President Biden today called on banking regulators to reinstate rules on regional banks that were “rolled back” during the Trump administration, including rules concerning liquidity stress testing. His statement came as the Federal Reserve, FDIC and Government Accountability Office conduct investigations on whether regulators missed key warning signs ahead of the closures of Silicon Valley Bank and Signature Bank, with the American Bankers Association saying the president’s call for action was premature given those ongoing probes.
In a statement, Biden faulted the previous administration for allegedly weakening rules for regional institutions with assets from $100 billion to $250 billion, including SVB and Signature Bank. He urged regulators to reverse those decisions. Specifically, the administration is seeking to reinstate Dodd-Frank Act rules concerning liquidity requirements and enhanced liquidity stress testing, annual supervisory capital stress tests and comprehensive resolution plans. It also supports strong capital requirements for banks “at an appropriate time after a considerable transition period.” All changes can be accomplished through current law, the White House said.
In addition, the administration urged regulators to reduce the transition periods for applying rules to growing banks that are projected to exceed the $100 billion threshold. It called for strengthening supervisory tools—including stress testing—to ensure banks can withstand high interest rates and other stresses. It also called for expanding long-term debt requirements to a broader range of banks. Finally, the White House said that replenishing the Deposit Insurance Fund after the recent bank failures should not be borne by community banks.
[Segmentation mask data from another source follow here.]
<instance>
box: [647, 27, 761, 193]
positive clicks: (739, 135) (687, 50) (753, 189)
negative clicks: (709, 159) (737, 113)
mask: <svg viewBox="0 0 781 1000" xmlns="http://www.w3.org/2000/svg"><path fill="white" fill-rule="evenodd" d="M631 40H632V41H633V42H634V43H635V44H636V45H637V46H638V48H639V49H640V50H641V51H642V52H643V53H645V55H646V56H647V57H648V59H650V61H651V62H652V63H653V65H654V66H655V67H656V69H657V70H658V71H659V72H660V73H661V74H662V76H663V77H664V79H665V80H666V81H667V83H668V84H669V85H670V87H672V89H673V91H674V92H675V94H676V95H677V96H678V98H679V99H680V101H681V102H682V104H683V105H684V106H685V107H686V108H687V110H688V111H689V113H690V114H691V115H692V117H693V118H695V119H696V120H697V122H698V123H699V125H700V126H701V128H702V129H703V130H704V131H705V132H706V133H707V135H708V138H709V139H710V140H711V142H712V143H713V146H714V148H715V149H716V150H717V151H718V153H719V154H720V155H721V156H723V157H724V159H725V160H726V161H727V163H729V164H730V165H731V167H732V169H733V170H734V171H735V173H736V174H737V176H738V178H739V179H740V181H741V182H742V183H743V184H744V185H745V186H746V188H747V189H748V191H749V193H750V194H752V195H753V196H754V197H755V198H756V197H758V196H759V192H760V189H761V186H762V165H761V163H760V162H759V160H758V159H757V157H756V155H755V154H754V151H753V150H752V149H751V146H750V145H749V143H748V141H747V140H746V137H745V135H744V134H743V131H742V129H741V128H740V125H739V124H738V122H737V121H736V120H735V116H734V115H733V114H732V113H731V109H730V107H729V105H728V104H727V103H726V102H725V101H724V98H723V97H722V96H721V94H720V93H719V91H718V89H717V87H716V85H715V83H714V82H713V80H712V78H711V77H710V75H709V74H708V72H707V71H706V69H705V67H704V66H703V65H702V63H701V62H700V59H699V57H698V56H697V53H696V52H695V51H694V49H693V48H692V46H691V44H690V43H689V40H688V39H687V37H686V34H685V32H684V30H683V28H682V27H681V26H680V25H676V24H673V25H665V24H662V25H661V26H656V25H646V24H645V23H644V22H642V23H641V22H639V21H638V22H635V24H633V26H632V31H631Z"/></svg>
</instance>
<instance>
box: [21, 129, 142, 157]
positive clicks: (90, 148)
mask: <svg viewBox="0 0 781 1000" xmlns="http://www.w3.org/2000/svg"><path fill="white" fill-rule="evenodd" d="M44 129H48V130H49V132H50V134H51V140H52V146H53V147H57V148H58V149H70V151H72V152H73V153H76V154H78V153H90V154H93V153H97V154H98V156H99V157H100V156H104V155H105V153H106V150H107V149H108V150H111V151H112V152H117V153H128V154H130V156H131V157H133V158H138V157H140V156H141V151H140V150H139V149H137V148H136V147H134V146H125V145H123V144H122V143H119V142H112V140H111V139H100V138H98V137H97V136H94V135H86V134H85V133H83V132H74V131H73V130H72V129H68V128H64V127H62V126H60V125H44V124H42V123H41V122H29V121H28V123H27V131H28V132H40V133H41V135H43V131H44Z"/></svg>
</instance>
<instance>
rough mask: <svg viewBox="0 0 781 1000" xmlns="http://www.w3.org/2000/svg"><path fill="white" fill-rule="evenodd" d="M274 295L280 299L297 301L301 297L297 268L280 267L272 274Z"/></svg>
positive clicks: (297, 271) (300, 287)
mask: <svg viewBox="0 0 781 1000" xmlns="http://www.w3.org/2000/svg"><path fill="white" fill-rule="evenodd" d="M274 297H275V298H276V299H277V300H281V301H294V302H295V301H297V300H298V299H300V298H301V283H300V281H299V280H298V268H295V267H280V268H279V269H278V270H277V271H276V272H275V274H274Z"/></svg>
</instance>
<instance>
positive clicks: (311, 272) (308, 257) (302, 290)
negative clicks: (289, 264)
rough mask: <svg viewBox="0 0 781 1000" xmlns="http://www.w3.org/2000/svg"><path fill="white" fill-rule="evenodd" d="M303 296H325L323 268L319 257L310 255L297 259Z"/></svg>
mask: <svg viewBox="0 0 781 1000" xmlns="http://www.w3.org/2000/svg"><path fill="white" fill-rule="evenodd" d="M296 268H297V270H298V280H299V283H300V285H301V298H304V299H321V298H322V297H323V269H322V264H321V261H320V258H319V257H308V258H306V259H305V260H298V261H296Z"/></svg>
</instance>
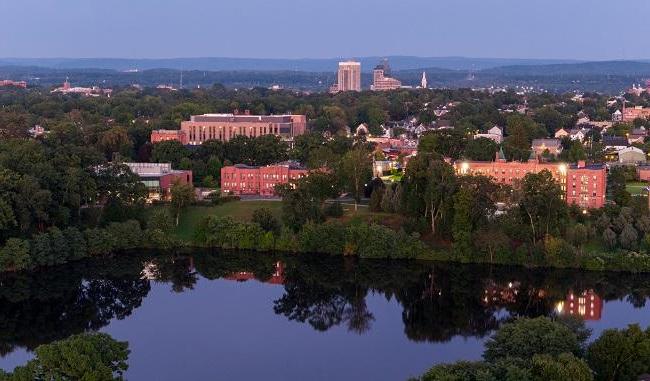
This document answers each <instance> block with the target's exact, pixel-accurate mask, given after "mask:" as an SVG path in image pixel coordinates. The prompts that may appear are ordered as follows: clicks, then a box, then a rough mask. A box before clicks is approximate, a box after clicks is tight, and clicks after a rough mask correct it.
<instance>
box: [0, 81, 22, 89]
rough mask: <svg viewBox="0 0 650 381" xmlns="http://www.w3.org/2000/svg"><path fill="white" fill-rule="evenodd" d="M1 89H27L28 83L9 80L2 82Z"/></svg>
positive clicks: (21, 81)
mask: <svg viewBox="0 0 650 381" xmlns="http://www.w3.org/2000/svg"><path fill="white" fill-rule="evenodd" d="M0 87H17V88H19V89H26V88H27V82H25V81H12V80H9V79H4V80H1V81H0Z"/></svg>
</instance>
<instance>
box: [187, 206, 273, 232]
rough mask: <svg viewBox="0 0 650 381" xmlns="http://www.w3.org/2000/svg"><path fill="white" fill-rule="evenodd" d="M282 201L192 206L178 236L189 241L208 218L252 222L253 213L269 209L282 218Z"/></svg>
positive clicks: (187, 209) (187, 215)
mask: <svg viewBox="0 0 650 381" xmlns="http://www.w3.org/2000/svg"><path fill="white" fill-rule="evenodd" d="M280 206H281V204H280V201H275V200H273V201H234V202H228V203H225V204H223V205H217V206H190V207H188V208H186V209H185V210H184V211H183V212H182V213H181V217H180V219H179V222H178V227H177V228H176V236H177V237H178V238H180V239H182V240H186V241H189V240H191V239H192V237H193V236H194V231H195V230H196V228H197V226H198V225H199V223H201V221H202V220H203V219H204V218H205V217H207V216H222V217H232V218H234V219H235V220H239V221H250V220H251V218H252V216H253V211H254V210H255V209H259V208H269V209H271V211H272V212H273V213H274V214H275V215H276V216H277V217H278V218H280Z"/></svg>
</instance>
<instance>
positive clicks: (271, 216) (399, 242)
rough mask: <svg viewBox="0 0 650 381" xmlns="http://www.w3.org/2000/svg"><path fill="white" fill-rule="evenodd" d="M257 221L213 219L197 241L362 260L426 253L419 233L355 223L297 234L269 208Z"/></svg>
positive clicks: (244, 249)
mask: <svg viewBox="0 0 650 381" xmlns="http://www.w3.org/2000/svg"><path fill="white" fill-rule="evenodd" d="M253 221H254V222H250V223H249V222H238V221H235V220H233V219H232V218H230V217H216V216H210V217H208V218H206V219H205V220H204V221H203V222H202V223H201V225H200V226H199V229H198V231H197V234H196V237H195V241H196V242H197V243H198V244H200V245H203V246H208V247H219V248H230V249H241V250H259V251H274V250H276V251H288V252H298V251H300V252H309V253H326V254H334V255H341V254H343V255H352V256H358V257H361V258H416V257H418V255H419V254H422V253H423V252H424V244H423V243H422V242H420V240H419V236H418V235H417V234H414V235H408V234H406V233H405V232H404V231H399V232H395V231H394V230H392V229H390V228H388V227H385V226H381V225H377V224H367V223H364V222H360V221H354V222H351V223H348V224H344V223H341V222H338V221H329V222H325V223H321V224H316V223H312V222H308V223H306V224H305V225H304V226H302V228H301V229H300V230H299V231H298V232H297V233H294V232H293V231H292V230H290V229H287V228H282V227H281V224H280V222H279V221H278V220H277V218H276V217H274V216H273V214H272V213H271V212H270V211H269V210H266V209H260V210H257V211H255V214H254V216H253Z"/></svg>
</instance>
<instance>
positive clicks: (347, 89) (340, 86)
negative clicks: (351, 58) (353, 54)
mask: <svg viewBox="0 0 650 381" xmlns="http://www.w3.org/2000/svg"><path fill="white" fill-rule="evenodd" d="M336 78H337V82H336V83H335V84H334V85H332V87H331V88H330V92H333V93H337V92H339V91H361V62H357V61H343V62H339V71H338V73H337V75H336Z"/></svg>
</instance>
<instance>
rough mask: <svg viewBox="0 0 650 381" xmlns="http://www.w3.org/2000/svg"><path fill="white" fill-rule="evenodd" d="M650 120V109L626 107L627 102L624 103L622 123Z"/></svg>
mask: <svg viewBox="0 0 650 381" xmlns="http://www.w3.org/2000/svg"><path fill="white" fill-rule="evenodd" d="M637 118H641V119H650V108H648V107H641V106H636V107H632V108H629V107H625V102H623V115H622V119H621V121H623V122H632V121H634V119H637Z"/></svg>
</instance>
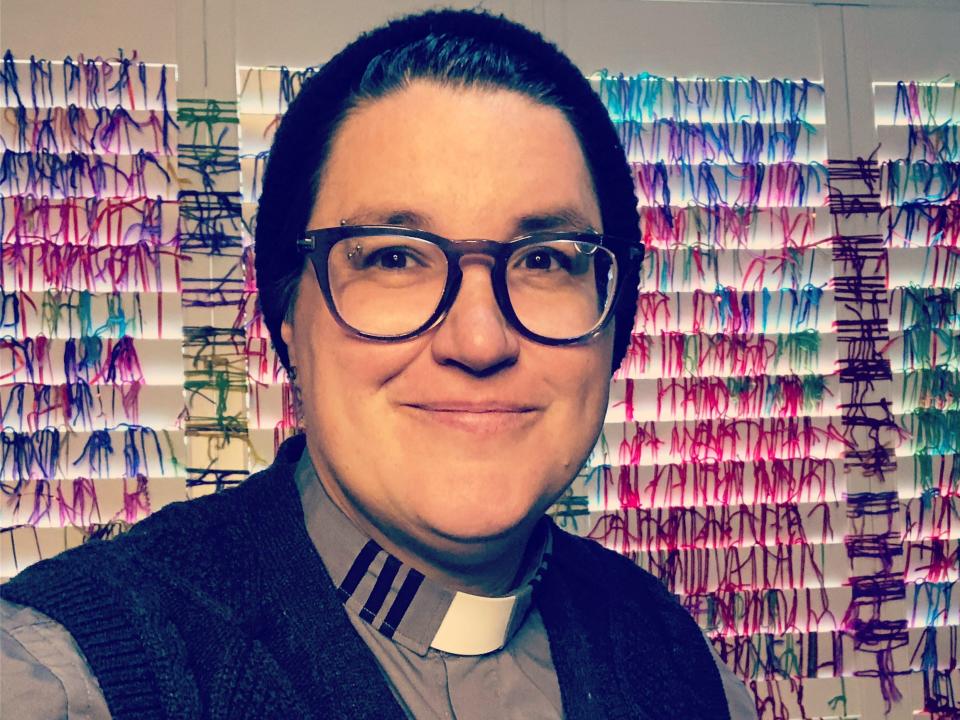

Responding to Biden’s remarks, ABA President and CEO Rob Nichols said the association takes bank closures very seriously and agreed with the administration and members of Congress about the need to learn what happened and why. However, given the ongoing agency investigations on the bank closures, “it is premature to call for rule changes by independent regulatory agencies before determining the extent to which supervisors failed to make full use of their existing regulatory tools and authority,” Nichols said. “Allowing for a thoughtful and deliberate process will yield better and more lasting results.”